Secondo i dati di un’indagine, circa la metà delle confezioni di latte vendute sugli scaffali dei supermercati contengono sostanze farmacologicamente attive antibiotiche e antinfiammatorie comunemente utilizzate negli allevamenti (amoxicillina, desametasone, meloxicam) dei resti.
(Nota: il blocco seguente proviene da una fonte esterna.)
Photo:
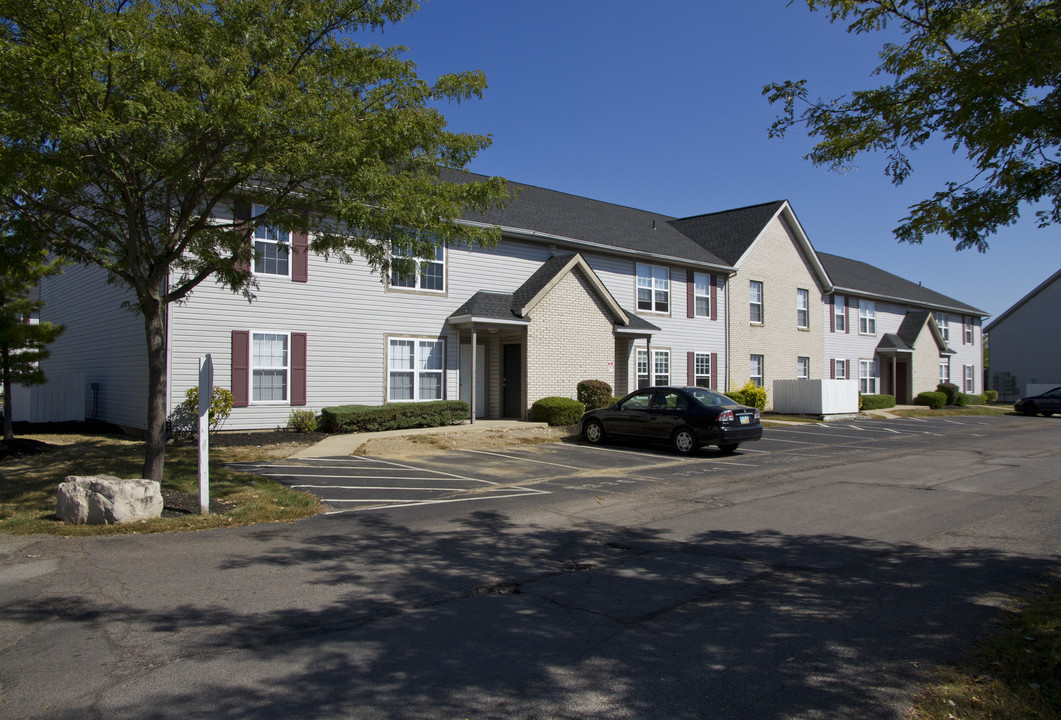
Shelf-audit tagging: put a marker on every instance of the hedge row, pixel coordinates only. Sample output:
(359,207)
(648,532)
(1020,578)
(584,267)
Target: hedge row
(393,416)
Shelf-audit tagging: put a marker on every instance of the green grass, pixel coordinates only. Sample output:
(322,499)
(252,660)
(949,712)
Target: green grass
(1012,674)
(28,486)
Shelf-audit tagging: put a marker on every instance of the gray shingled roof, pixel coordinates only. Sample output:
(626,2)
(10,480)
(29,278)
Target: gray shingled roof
(858,277)
(731,232)
(570,216)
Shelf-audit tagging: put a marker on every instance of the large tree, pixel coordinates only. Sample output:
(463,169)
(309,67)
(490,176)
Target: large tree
(129,127)
(984,75)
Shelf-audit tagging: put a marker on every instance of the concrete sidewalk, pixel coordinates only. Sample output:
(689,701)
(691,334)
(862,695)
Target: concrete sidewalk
(348,443)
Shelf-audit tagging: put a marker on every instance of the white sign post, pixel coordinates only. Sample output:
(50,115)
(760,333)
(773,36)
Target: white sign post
(206,396)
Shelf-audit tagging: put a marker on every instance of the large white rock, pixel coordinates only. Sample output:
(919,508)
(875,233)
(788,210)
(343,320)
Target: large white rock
(104,499)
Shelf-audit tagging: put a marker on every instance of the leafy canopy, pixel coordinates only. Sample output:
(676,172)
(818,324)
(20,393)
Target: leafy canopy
(983,74)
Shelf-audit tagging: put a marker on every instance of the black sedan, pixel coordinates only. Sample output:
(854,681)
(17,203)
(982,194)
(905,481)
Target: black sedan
(686,418)
(1047,403)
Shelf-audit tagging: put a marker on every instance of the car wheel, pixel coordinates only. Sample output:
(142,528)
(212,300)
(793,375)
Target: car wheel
(593,432)
(683,440)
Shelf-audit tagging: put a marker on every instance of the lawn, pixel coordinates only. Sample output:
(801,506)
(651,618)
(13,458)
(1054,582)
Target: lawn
(28,485)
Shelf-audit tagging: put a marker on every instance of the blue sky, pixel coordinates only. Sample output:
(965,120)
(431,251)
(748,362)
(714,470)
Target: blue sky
(659,106)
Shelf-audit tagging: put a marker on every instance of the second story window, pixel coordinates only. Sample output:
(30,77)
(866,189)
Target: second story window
(272,248)
(867,317)
(418,273)
(654,288)
(755,301)
(802,309)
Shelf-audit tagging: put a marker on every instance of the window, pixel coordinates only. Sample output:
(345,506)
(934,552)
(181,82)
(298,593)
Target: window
(418,273)
(701,369)
(755,301)
(701,295)
(867,317)
(839,314)
(268,367)
(272,248)
(660,368)
(755,370)
(414,369)
(802,309)
(868,378)
(654,288)
(944,329)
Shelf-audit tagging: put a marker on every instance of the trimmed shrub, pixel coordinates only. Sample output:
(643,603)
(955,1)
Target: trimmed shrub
(557,411)
(594,393)
(876,402)
(951,391)
(392,416)
(302,421)
(933,400)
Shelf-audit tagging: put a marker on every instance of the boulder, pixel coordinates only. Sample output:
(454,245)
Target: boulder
(103,499)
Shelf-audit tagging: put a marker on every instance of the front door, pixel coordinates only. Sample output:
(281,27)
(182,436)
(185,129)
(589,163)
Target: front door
(511,381)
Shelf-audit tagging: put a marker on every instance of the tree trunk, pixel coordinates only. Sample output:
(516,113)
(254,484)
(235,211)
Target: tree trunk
(155,328)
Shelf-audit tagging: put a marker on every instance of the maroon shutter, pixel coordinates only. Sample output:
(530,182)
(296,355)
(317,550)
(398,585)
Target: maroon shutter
(241,368)
(298,368)
(299,257)
(690,294)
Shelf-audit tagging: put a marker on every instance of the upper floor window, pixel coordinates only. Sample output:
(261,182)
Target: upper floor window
(755,301)
(701,295)
(802,309)
(944,329)
(654,288)
(418,273)
(272,248)
(867,317)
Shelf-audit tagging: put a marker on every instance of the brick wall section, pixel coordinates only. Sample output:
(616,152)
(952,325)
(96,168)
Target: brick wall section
(570,339)
(777,262)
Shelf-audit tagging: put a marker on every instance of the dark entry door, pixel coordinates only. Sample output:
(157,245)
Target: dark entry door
(511,382)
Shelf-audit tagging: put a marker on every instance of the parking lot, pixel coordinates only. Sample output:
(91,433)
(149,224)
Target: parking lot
(354,484)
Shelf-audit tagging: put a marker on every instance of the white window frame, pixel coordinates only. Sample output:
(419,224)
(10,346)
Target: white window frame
(270,238)
(944,327)
(402,282)
(660,368)
(760,378)
(656,281)
(257,366)
(417,370)
(869,378)
(701,369)
(701,293)
(867,317)
(802,309)
(755,293)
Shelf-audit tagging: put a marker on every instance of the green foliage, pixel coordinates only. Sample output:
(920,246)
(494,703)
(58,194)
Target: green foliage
(877,402)
(749,394)
(302,421)
(594,393)
(557,411)
(981,76)
(951,390)
(933,400)
(392,416)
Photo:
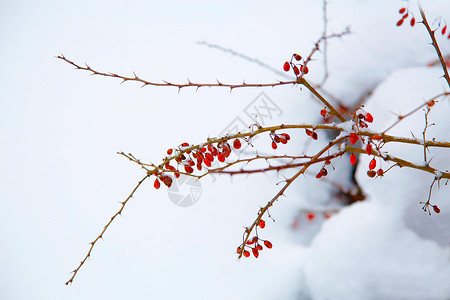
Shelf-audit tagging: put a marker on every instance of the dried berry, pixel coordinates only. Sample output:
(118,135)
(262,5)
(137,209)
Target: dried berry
(268,244)
(255,252)
(304,69)
(353,138)
(262,224)
(436,209)
(237,144)
(286,136)
(369,149)
(188,169)
(157,184)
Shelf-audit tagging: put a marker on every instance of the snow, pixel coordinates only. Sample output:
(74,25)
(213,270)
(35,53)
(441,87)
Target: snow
(62,179)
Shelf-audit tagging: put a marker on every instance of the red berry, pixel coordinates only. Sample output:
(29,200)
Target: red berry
(372,164)
(255,252)
(207,162)
(268,244)
(262,224)
(369,149)
(286,136)
(304,69)
(209,157)
(353,138)
(157,184)
(237,144)
(188,169)
(276,138)
(436,209)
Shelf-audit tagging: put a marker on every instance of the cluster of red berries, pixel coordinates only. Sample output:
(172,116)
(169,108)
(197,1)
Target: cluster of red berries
(297,68)
(405,14)
(362,117)
(254,243)
(196,157)
(323,171)
(311,133)
(279,138)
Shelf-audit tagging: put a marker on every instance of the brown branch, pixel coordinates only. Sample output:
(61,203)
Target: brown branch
(435,44)
(402,117)
(288,182)
(403,163)
(272,168)
(119,212)
(169,84)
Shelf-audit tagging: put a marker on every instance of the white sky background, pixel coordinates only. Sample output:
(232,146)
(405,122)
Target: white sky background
(60,129)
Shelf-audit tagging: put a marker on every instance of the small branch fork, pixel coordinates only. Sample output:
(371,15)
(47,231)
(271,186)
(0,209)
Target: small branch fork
(435,45)
(367,137)
(119,212)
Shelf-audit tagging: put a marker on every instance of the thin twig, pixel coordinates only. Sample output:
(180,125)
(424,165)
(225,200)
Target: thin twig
(119,212)
(435,45)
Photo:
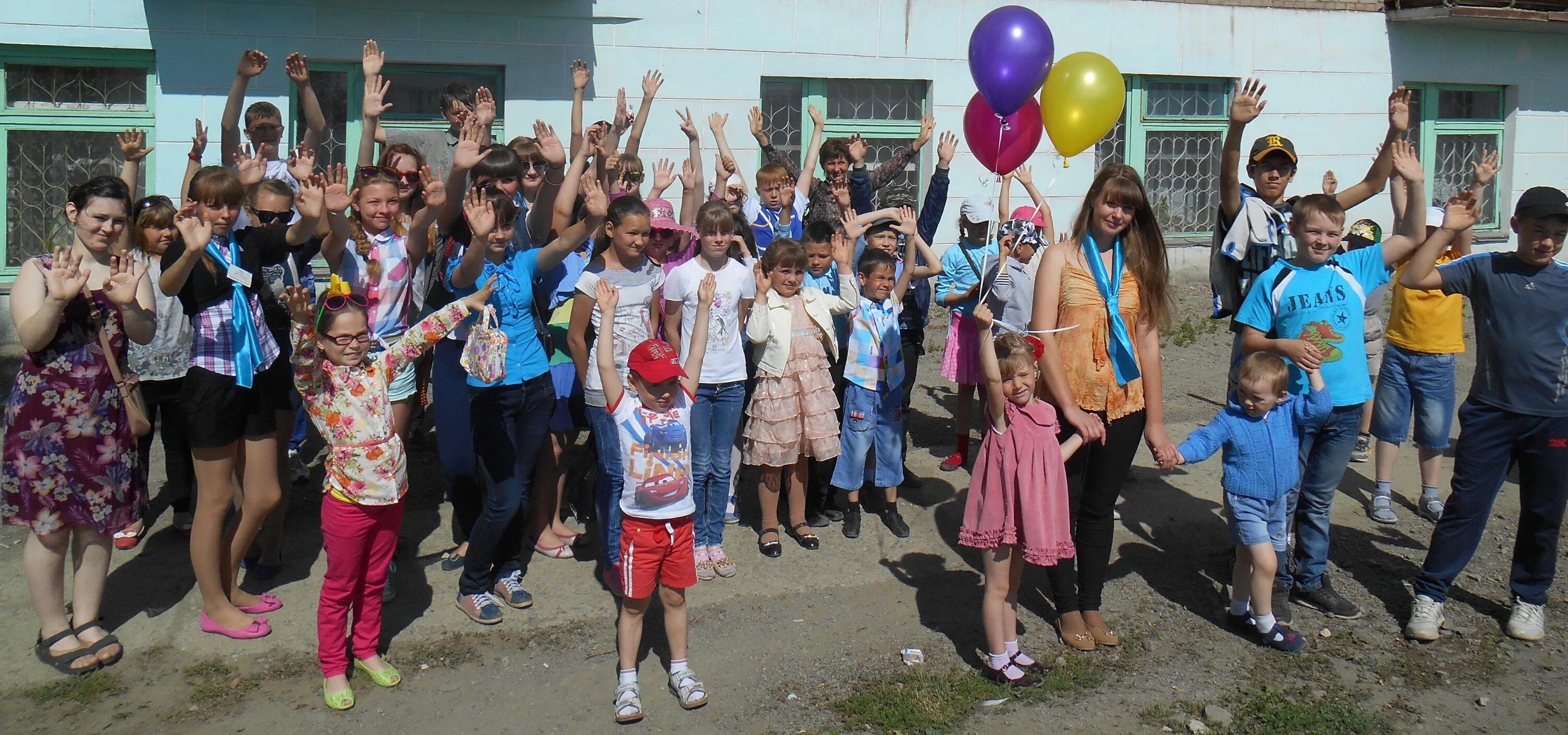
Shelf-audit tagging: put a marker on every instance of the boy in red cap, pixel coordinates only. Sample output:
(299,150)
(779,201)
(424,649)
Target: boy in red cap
(658,546)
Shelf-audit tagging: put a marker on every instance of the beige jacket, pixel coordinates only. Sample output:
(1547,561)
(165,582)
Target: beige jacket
(772,325)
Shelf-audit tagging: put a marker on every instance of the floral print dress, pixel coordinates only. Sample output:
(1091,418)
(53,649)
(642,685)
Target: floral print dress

Le concentrazioni sono comprese tra 0,007 e 4,53 ng/ml.

Si tratta di una fascia che rientra nei limiti di legge imposti dalla normativa comunitaria . Tuttavia, questo ha portato a interrogarsi sui possibili effetti di alcune sostanze sulla salute umana anche a dosi molto basse. Pertanto, in data 14 aprile 2021, Ats Brescia e l’Istituto di Prevenzione Animale della Lombardia e dell’Emilia-Romagna, in collaborazione con aziende locali, associazioni di categoria e veterinari aziendali, hanno avviato un progetto pilota dal titolo “Lc – Metodi multiclasse in Hrms: un nuovo metodo analitico per lo studio dei residui di antibiotici nel latte”.

L’idea è di monitorare attentamente tutte le fasi della produzione e soprattutto di valutare la presenza di residui di farmaco nel latte in commercio, anche se molto piccoli, che a lungo andare possono portare ad uno squilibrio del microbioma e il fenomeno della resistenza agli antibiotici.

Al centro di questo progetto c’è una nuova tecnica di rilevamento strumentale basata su una combinazione di cromatografia liquida e spettrometria di massa ad alta risoluzione in grado di identificare contemporaneamente più di 60 possibili molecole, tra cui diversi antibiotici (β- lattami, fenoli, chinoloni, macrolidi, pleuromutiline, penicilline, cefalosporine, sulfamidici, tetracicline, rifamicine), anche in quantità molto piccole, rispetto al limite di legge 100-1000 volte inferiore.

Il nuovo metodo è in grado di determinare con maggiore precisione rispetto a prima i livelli di sostanze farmacologicamente attive negli alimenti, al fine di ridurne ulteriormente la presenza. Ha anche il vantaggio di poter essere applicato non solo al latte, ma anche ad altri prodotti legati al bestiame, tra cui carne, uova e miele. L’analisi effettuata ha coinvolto 52 campioni di latte prelevati in due fasi (settembre 2020 e dicembre 2020) da 11 stabilimenti e circa 150 aziende agricole della provincia di Brescia, le prime ad essere utilizzate in Lombardia. La regione che produce latte crudo, da sola, rappresenta il 40% della produzione nazionale, con 5,6 milioni di tonnellate di latte (di cui 1,5 milioni di tonnellate provengono da circa 1.200 allevamenti bovini e 138 stabilimenti nel bresciano).